The Feng Shang Princess is a floating Chinese restaurant on the Regent’s Canal in north London, which flows from Little Venice to the Guardian to Limehouse, and in which they quite often find corpses in shopping trolleys and vice versa. I do not know if the restaurant moves, and could theoretically travel to Paddington. I hope it does. The Regent’s Canal is an ugly stretch of water, which reeks of sexual violence and cheap alcohol and cyclists, and it is desolate; place it near London Zoo and you have a peculiar cognitive dissonance that could only happen in London: a tapir near a canal featuring a floating Chinese restaurant. It is apparently Paul McCartney’s favourite Chinese restaurant, which I found insane until I thought about it.

Its marketing tic is this: it is a Chinese restaurant on a boat. It could be a falafel restaurant on a milk float, or a sushi restaurant in a cement mixer, or a hotdog and champagne restaurant in a Reliant Robin but it isn’t. It serves Chinese food and it floats!
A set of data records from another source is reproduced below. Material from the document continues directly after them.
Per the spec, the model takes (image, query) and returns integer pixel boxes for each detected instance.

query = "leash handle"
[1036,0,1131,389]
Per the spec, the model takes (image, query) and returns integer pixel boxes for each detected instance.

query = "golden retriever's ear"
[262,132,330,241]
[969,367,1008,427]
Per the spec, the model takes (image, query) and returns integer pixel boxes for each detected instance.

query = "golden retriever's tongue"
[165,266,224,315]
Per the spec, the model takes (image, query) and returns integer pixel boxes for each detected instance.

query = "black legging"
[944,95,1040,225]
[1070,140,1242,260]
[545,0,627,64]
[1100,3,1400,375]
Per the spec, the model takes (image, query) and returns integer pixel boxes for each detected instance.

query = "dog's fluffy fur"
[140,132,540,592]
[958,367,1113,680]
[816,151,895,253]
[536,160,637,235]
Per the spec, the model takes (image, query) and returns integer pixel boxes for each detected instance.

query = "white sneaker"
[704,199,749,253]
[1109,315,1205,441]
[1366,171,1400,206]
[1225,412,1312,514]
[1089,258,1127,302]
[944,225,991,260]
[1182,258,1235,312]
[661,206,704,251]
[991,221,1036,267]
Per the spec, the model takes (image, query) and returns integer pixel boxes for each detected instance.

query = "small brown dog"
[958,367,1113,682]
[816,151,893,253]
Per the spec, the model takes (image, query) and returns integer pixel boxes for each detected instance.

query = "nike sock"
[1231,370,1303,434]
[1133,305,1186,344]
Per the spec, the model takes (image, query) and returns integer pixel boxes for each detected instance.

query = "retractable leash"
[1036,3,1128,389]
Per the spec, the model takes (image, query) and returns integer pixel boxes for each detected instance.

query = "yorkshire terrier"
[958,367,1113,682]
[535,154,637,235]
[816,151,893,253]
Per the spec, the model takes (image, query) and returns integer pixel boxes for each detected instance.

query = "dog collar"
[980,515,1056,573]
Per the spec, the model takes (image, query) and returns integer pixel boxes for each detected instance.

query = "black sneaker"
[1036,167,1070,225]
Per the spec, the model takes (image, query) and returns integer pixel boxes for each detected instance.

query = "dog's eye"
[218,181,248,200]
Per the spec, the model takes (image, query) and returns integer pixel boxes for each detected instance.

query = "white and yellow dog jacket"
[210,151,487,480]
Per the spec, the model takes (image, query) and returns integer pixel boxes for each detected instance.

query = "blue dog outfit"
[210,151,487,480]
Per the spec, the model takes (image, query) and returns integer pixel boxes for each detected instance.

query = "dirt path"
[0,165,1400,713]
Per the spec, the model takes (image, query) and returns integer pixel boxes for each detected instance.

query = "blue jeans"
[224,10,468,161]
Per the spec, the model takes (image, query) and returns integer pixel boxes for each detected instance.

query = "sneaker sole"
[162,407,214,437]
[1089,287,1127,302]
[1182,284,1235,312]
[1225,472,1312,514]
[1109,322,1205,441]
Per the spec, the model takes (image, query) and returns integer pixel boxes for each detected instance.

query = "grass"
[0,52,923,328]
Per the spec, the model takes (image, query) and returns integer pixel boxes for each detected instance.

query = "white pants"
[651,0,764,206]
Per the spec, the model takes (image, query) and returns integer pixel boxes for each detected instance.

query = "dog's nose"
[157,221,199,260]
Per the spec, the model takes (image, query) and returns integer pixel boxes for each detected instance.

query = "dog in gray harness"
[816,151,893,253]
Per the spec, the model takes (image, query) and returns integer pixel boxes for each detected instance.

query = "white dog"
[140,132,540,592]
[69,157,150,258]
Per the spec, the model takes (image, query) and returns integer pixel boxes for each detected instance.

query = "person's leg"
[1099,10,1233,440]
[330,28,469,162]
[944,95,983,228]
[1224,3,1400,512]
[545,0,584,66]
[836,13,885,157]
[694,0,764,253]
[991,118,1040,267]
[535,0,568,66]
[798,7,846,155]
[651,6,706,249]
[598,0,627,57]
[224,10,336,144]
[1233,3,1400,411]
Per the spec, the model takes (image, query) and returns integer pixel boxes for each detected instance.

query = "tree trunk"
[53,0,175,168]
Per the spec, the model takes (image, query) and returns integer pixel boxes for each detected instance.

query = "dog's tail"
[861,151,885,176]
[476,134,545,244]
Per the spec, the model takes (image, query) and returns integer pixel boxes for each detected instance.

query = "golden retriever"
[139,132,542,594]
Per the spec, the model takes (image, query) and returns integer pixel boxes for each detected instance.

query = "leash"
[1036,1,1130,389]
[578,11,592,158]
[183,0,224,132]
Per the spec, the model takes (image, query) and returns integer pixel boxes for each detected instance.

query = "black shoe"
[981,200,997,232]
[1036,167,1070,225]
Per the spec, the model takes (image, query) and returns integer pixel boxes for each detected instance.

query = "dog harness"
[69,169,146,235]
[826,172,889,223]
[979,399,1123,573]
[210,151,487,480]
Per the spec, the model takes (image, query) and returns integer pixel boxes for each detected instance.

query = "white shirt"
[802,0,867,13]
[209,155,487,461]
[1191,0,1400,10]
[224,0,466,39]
The boat is two storeys high, with a peaked roof, like a tiny piece of the Forbidden City, and very red: drag-queen red. It is lit up like a minute Las Vegas or the aftermath of a collision between a Honda Civic and an Audi S1 Sportback on the M3. It looks like the musical box in Camberwick Green; that is, it seems magical, but since Camden, its parish, looks like a Victorian sex shop that has burned down and taken every teenage gay and resident goth — who came from Frome to be a goth, but died — with it, magic is easy to evoke. There is literally no competition, whatever Foxtons might tell you.